Add Nemotron 3 Ultra 550B (post-v1.1, rotated v1.3 council) by VibeCodingScientist · Pull Request #8 · AppliedScientific/refusalbench

VibeCodingScientist · 2026-06-06T15:13:50Z

Summary

Adds Nemotron 3 Ultra 550B as a third post-v1.1-frozen addition (after Claude Opus 4.8 and MiniMax M3). Same rotated v1.3 council — no further judge changes since 2026-05-29.

results/snapshots/2026-06-nemotron-ultra/eval/nemotron_ultra.csv — 705 raw responses, zero errors
results/snapshots/2026-05/council/adjudicated.csv — +705 Ultra rows (14,799 → 15,504); frozen 13,389 untouched
results/should_refuse/should_refuse_sweep_public.csv — +75 Ultra PC rows (1,575 → 1,650); 22 distinct models
benchmark/config/sweep_models.json — registers Ultra
README.md "Model updates" table — adds Ultra row + comparison vs Nemotron Super
CHANGELOG.md — new entry

Result — lands at #2 on the leaderboard

	Benign	Borderline	Dual-use	Overall	PC TPR	Youden's J
Nemotron 3 Ultra 550B	0.4 %	1.3 %	18.3 %	6.7 %	93.3 % (gap zone)	+0.93
Nemotron 3 Super 120B (v1.1, ref)	0 %	1 %	7 %	3 %	89.3 % (gap zone)	+0.89

Ultra improves on Super across the board (TPR 89 → 93, dual-use 7 → 18, J +0.89 → +0.93) while keeping benign over-refusal near-zero. Top of leaderboard context: Grok 4.20 (+0.97), Nemotron Ultra (+0.93), Gemini 3.1 Pro (+0.92).

Methodology note worth flagging

Mean inter-judge agreement is 0.806 for Ultra vs ~0.96 for Opus 4.8 / MiniMax M3 and 0.975 for the v1.1 panel. 3 % of rows flagged for spot-check, 2 % parse failures — Ultra's response style appears harder for the v1.3 council judges to classify consistently. Modal-label aggregation still yields valid labels (3-judge fractions 0.333/0.667/1.0 confirmed); not blocking, but documented in the dataset card and README so downstream analyses know.

Test plan

adjudicated.csv = 15,504 rows; Ultra = 705; v1.1-frozen 13,389 unchanged
should_refuse_sweep_public.csv = 1,650 rows; Ultra = 75; 22 distinct models
Eval CSV = 705 responses, 0 errors
HF Space + Dataset already updated to match

Co-authored with Claude Code.

Summary by CodeRabbit

New Features
- Integrated Nemotron 3 Ultra 550B model into the main benchmark sweep with performance metrics and leaderboard rankings.
Documentation
- Updated changelog with new release entry and expanded README with model performance highlights, including inter-judge agreement metrics and ranking details.

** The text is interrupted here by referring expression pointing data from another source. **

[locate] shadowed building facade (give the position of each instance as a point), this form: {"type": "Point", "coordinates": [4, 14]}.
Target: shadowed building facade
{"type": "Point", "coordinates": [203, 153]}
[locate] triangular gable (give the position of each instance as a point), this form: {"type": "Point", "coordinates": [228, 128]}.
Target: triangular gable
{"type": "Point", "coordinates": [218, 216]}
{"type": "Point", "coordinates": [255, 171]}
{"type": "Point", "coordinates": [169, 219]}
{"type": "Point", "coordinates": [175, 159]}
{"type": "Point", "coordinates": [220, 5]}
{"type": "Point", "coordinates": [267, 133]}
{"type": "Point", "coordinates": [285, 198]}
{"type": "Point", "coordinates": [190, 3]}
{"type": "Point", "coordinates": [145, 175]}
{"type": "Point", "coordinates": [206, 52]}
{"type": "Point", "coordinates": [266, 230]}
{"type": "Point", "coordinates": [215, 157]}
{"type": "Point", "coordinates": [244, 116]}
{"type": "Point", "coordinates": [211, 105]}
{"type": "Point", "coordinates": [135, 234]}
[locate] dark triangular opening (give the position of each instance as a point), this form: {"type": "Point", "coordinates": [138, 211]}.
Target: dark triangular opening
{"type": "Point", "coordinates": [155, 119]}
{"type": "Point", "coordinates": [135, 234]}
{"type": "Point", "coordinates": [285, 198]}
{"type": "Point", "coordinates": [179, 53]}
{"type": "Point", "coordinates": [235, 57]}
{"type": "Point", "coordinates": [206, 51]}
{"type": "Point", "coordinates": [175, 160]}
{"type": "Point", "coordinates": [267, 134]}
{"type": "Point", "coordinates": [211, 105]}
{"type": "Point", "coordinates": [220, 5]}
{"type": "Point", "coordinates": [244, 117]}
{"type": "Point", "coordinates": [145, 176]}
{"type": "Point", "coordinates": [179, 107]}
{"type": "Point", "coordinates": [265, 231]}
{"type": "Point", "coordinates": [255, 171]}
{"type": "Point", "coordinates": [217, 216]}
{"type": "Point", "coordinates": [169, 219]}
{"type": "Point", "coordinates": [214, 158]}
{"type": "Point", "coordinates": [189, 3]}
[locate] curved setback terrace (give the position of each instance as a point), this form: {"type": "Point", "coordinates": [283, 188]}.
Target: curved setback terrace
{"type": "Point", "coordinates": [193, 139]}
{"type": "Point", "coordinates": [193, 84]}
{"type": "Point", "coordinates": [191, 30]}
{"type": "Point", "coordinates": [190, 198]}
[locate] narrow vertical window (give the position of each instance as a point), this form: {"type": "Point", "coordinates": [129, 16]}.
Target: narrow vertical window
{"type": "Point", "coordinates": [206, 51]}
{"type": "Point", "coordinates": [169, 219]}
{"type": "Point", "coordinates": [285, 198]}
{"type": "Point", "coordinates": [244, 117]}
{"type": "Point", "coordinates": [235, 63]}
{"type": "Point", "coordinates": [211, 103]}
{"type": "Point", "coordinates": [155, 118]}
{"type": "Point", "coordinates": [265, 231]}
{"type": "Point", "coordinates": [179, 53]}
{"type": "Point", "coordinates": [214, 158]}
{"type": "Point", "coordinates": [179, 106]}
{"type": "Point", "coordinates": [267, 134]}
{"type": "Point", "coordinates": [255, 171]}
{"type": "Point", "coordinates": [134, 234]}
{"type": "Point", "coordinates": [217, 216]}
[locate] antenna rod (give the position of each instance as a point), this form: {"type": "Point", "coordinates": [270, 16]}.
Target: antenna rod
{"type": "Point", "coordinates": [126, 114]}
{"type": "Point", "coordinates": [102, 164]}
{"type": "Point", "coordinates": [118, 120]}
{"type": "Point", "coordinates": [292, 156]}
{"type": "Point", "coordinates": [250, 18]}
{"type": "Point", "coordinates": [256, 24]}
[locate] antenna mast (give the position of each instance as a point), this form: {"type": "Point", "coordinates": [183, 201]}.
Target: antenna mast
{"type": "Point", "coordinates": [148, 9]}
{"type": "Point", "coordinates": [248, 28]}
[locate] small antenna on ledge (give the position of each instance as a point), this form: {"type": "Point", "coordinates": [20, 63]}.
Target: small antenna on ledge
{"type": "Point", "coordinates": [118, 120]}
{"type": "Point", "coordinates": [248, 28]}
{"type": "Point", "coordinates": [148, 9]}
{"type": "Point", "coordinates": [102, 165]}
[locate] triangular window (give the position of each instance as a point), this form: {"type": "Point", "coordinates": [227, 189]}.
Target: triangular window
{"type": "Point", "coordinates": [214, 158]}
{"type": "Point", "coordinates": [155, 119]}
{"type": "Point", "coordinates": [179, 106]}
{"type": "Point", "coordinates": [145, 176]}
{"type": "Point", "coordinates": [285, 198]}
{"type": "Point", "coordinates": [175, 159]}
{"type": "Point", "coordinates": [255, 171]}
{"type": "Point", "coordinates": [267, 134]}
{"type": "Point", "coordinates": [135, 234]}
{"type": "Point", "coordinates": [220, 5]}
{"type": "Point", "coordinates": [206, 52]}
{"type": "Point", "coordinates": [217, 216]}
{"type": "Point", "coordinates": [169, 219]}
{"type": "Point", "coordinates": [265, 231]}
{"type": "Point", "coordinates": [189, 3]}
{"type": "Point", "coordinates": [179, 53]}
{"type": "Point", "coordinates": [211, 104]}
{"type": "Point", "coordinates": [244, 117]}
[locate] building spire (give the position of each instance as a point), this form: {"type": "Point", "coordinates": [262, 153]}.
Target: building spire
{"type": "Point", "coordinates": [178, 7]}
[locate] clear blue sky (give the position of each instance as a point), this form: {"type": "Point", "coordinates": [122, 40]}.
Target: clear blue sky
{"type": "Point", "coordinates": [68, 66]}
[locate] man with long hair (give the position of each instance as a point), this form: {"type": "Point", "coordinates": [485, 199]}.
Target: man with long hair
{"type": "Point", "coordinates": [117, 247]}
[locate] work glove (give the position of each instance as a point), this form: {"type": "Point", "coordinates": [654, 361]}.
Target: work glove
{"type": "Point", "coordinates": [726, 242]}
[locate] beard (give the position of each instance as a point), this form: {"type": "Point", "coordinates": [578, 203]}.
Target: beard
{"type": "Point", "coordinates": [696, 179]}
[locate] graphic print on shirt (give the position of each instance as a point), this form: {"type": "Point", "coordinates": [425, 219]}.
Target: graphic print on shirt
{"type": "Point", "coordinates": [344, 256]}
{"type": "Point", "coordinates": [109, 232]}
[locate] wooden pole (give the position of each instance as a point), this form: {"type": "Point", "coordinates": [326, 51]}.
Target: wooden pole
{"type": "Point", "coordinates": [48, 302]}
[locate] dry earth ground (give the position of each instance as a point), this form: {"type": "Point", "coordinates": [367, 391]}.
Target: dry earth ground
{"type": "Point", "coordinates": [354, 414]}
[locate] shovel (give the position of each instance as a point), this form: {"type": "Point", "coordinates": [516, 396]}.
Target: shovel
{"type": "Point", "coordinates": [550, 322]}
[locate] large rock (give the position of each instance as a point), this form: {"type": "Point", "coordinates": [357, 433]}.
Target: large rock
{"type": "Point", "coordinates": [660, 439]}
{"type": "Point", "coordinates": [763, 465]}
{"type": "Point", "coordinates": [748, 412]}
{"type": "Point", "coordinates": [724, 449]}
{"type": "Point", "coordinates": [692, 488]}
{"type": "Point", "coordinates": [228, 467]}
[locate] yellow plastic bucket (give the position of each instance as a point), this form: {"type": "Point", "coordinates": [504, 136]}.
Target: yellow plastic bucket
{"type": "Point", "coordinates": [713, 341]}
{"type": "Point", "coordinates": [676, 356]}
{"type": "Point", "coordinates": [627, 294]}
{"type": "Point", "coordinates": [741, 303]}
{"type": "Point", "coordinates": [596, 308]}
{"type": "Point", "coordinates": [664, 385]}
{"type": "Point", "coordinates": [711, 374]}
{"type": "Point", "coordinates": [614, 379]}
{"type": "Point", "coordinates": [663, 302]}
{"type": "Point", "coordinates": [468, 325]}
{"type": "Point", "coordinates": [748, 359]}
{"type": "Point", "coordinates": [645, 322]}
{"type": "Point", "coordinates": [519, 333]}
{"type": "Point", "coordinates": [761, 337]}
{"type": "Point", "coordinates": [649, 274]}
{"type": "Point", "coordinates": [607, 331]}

Appends Nemotron 3 Ultra 550B as a third post-frozen addition. Same rotated v1.3 council as Opus 4.8 and MiniMax M3 (no further judge changes). - snapshots/2026-06-nemotron-ultra/eval/nemotron_ultra.csv: 705 raw responses, 0 errors - snapshots/2026-05/council/adjudicated.csv: +705 Ultra rows (14,799 to 15,504) - should_refuse_sweep_public.csv: +75 Ultra PC rows (1,575 to 1,650) - sweep_models.json: registers Ultra - README "Model updates" table: Ultra row + comparison vs Nemotron Super 120B - CHANGELOG entry Nemotron 3 Ultra: PC gap zone (TPR 93.3%, just below A-floor 95%), benign 0.4%, dual-use 18.3%, Youden's J +0.93. Improves on Nemotron 3 Super 120B across the board while keeping benign over-refusal near-zero. Lands at #2 by Youden's J behind Grok 4.20. Methodology caveat: mean inter-judge agreement is 0.806 (vs ~0.96 for Opus 4.8 / M3 and 0.975 for v1.1 panel) — Ultra's response style appears harder for the judges to classify consistently. Modal-label aggregation still yields valid labels; 3% rows flagged for spot-check, 2% parse failures. Co-Authored-By: Claude Opus 4.7 (1M context) <noreply@anthropic.com>

coderabbitai · 2026-06-06T15:14:08Z

📝 Walkthrough

Walkthrough

This PR adds NVIDIA's Nemotron 3 Ultra 550B model to the RefusalBench sweep configuration. The configuration is updated with a new model entry and version bump, while release notes and documentation are updated to reflect the new model's metrics and performance standing.

Changes

Nemotron 3 Ultra 550B Model Integration

Layer / File(s)	Summary
Sweep configuration and model metadata `benchmark/config/sweep_models.json`	Version is incremented from 1.7 to 1.8. A new OpenRouter-hosted model entry for `nvidia/nemotron-3-ultra-550b-a55b` is added with display name "Nemotron Ultra", role `v1.4_addition`, and pricing metadata ($0.5 input / $2.5 output per MTok).
Changelog and model updates documentation `CHANGELOG.md`, `README.md`	New [Unreleased] — 2026-06-06 section in CHANGELOG.md documents Nemotron's inclusion in the main sweep, updated PC gap zone metrics, and inter-judge agreement caveats. README model updates table adds the new model row with release/test dates and performance metrics. The v1.3 council footnote is revised to cover all three post-frozen models.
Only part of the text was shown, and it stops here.